Deux dispositions de la Loi sur les lettres de change, maintenant S.R.C. 1970, c. B-5, influent sur le sort du présent pourvoi. Les voici:

21…

(5) Lorsque le preneur est une personne fictive ou qui n’existe pas, la lettre de change peut être considérée comme payable au porteur.

49. (1) Sous réserve de la présente loi, lorsqu’une signature sur une lettre de change est contrefaite ou y est apposée sans l’autorisation de la personne dont elle paraît être la signature, la signature contrefaite ou non autorisée n’a aucun effet, et aucun droit de garder la lettre, d’en donner libération ou d’en exiger le paiement de qui que ce soit qui y est devenu partie, ne peut être acquis à cause ou en vertu de cette signature, sauf si celui de qui l’on veut détenir la lettre ou en exiger le paiement n’est pas admis à établir le faux ou l’absence d’autorisation.
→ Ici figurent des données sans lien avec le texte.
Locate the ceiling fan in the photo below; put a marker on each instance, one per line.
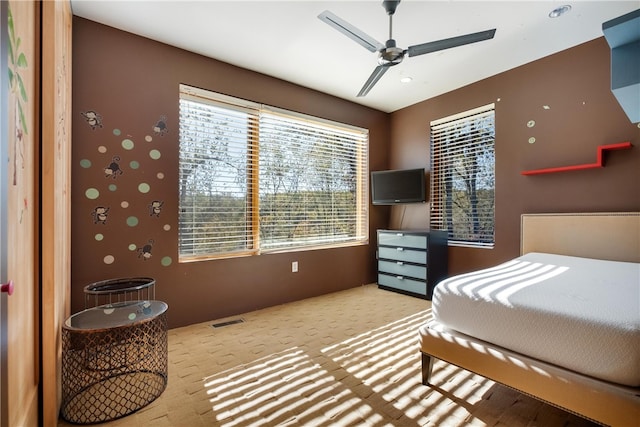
(389, 54)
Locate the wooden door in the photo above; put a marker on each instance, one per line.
(56, 197)
(20, 327)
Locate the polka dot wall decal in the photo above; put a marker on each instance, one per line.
(92, 193)
(143, 187)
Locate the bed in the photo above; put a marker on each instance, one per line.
(588, 366)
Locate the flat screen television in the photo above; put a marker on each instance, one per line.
(393, 187)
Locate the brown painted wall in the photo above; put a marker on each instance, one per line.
(132, 83)
(582, 114)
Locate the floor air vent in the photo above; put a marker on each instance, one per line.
(227, 323)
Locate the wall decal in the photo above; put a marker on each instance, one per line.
(92, 118)
(144, 252)
(160, 128)
(155, 208)
(17, 61)
(100, 215)
(113, 170)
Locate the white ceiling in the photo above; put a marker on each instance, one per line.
(285, 39)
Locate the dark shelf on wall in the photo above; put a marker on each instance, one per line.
(598, 164)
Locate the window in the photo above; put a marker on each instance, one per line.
(463, 176)
(255, 178)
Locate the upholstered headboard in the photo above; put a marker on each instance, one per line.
(607, 235)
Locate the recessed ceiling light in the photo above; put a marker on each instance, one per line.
(559, 11)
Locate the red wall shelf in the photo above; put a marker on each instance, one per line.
(598, 164)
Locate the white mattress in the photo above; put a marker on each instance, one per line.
(577, 313)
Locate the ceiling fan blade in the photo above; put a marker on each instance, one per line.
(350, 31)
(435, 46)
(373, 79)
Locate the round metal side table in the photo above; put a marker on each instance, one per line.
(114, 360)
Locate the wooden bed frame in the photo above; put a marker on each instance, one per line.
(613, 236)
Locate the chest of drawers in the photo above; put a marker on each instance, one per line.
(411, 262)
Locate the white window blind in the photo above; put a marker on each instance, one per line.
(256, 178)
(463, 176)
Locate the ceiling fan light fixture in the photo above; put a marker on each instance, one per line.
(559, 11)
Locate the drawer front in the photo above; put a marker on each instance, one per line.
(404, 270)
(401, 239)
(407, 285)
(402, 254)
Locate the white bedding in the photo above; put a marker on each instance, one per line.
(578, 313)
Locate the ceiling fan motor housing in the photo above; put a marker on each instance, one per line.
(390, 55)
(2) Rien dans le présent article ne porte atteinte à la ratification d’une signature non autorisée qui ne constitue pas un faux.
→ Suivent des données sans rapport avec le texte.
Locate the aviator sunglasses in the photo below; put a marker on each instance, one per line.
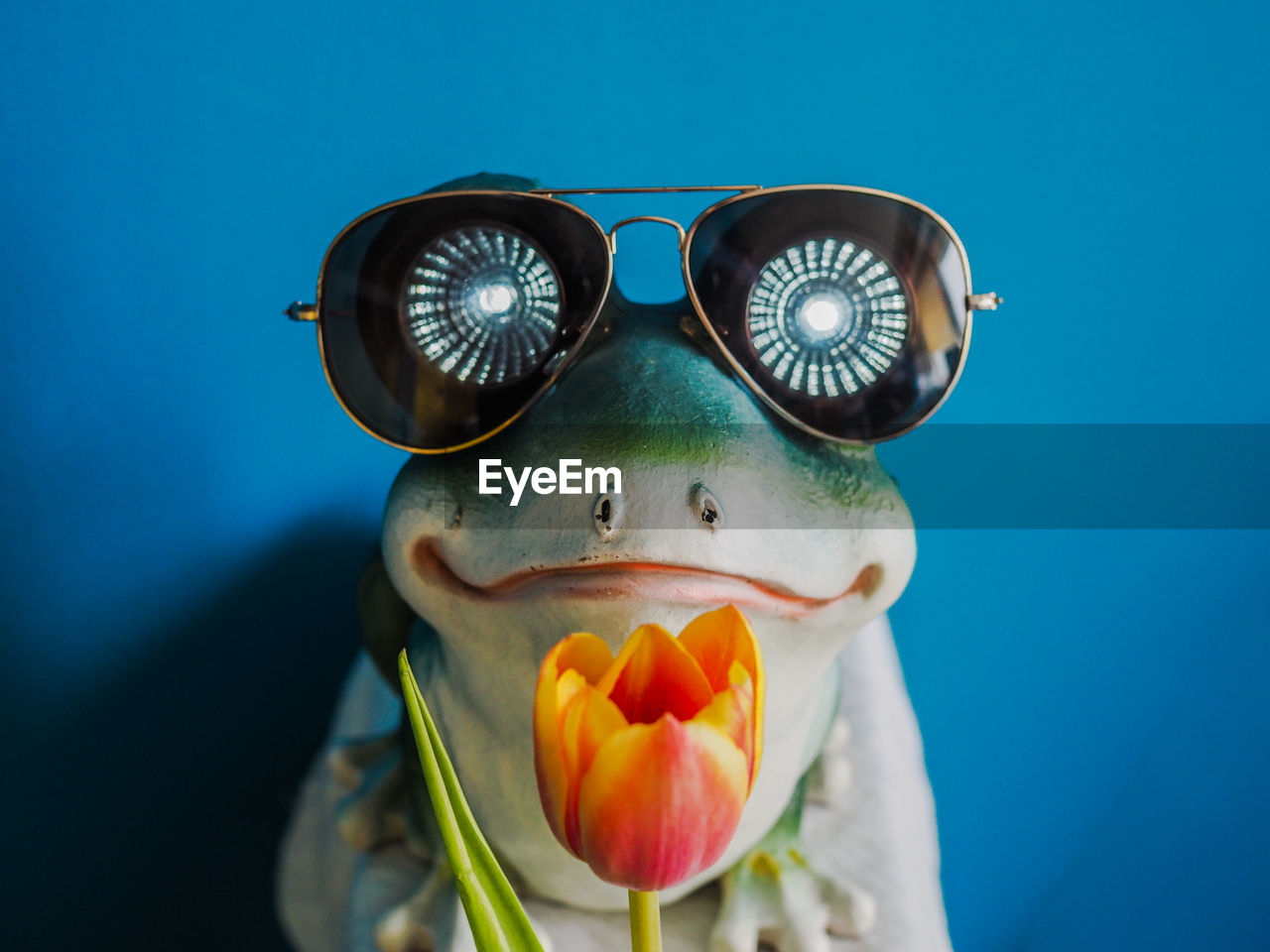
(444, 316)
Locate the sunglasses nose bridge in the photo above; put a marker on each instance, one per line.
(658, 218)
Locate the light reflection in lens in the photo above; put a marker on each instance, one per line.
(826, 316)
(481, 303)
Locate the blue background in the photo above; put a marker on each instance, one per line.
(185, 508)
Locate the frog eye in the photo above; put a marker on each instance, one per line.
(481, 303)
(826, 316)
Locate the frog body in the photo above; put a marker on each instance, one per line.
(720, 503)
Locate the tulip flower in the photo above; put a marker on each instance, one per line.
(644, 762)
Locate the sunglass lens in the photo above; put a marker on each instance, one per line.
(444, 316)
(846, 309)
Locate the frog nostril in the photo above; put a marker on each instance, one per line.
(607, 515)
(706, 507)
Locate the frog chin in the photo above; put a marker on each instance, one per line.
(616, 578)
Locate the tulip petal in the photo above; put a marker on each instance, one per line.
(654, 674)
(585, 722)
(731, 712)
(584, 657)
(715, 640)
(661, 802)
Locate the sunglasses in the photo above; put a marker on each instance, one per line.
(444, 316)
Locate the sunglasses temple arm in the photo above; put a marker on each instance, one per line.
(300, 311)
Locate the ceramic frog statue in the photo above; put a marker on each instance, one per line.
(720, 502)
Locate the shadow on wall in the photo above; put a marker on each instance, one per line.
(149, 814)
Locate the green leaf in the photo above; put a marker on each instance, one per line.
(493, 910)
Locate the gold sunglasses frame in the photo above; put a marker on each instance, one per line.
(299, 311)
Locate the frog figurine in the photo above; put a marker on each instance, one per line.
(720, 502)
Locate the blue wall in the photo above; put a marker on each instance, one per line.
(185, 508)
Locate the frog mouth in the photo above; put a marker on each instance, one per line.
(615, 578)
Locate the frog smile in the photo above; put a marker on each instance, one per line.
(662, 581)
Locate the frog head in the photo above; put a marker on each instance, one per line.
(720, 502)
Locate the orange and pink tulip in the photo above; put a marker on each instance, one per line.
(645, 761)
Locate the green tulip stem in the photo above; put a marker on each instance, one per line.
(645, 921)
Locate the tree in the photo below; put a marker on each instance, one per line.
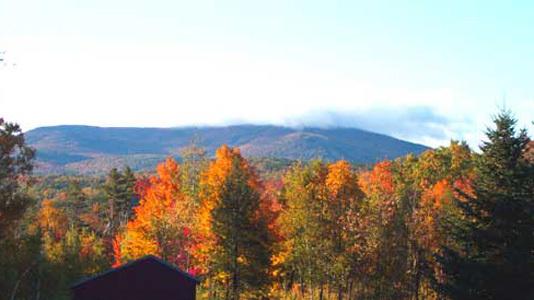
(300, 257)
(15, 166)
(162, 221)
(493, 255)
(119, 189)
(231, 218)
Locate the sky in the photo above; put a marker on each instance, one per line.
(423, 71)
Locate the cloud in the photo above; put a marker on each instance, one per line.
(420, 124)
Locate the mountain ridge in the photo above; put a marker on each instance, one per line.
(66, 147)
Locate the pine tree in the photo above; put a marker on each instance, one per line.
(494, 234)
(15, 164)
(119, 189)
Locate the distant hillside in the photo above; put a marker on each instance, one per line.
(87, 149)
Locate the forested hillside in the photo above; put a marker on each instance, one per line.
(449, 223)
(95, 150)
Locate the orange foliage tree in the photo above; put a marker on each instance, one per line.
(162, 223)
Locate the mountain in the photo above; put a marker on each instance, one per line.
(88, 149)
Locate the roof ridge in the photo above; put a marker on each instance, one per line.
(131, 263)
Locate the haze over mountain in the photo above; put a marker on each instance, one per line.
(76, 149)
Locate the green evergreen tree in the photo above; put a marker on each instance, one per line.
(119, 190)
(494, 235)
(15, 165)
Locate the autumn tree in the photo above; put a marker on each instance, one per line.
(162, 221)
(493, 257)
(120, 193)
(237, 236)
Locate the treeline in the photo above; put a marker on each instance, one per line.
(448, 224)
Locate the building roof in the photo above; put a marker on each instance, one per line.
(133, 263)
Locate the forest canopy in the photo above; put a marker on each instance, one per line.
(449, 223)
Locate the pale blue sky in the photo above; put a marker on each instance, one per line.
(425, 71)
(3) Si un chèque payable à ordre est payé par le tiré sur un faux endossement à même les fonds du tireur ou est ainsi payé et porté à son compte, le tireur n’a, contre le tiré, aucun droit d’action en recouvrement de la somme ainsi payée ni aucune défense à une demande faite par le tiré de la somme ainsi payée, suivant le cas, à moins qu’il n’ait notifié par écrit le faux au tiré dans le cours d’une année à compter du jour où il a eu connaissance de ce faux.

(4) A défaut par le tireur de donner la notification dans ledit délai, le chèque est censé avoir été régulièrement payé à l’égard de toute autre personne qui, y étant partie ou y étant nommée, n’a pas auparavant intenté des procédures pour la protection de ses droits.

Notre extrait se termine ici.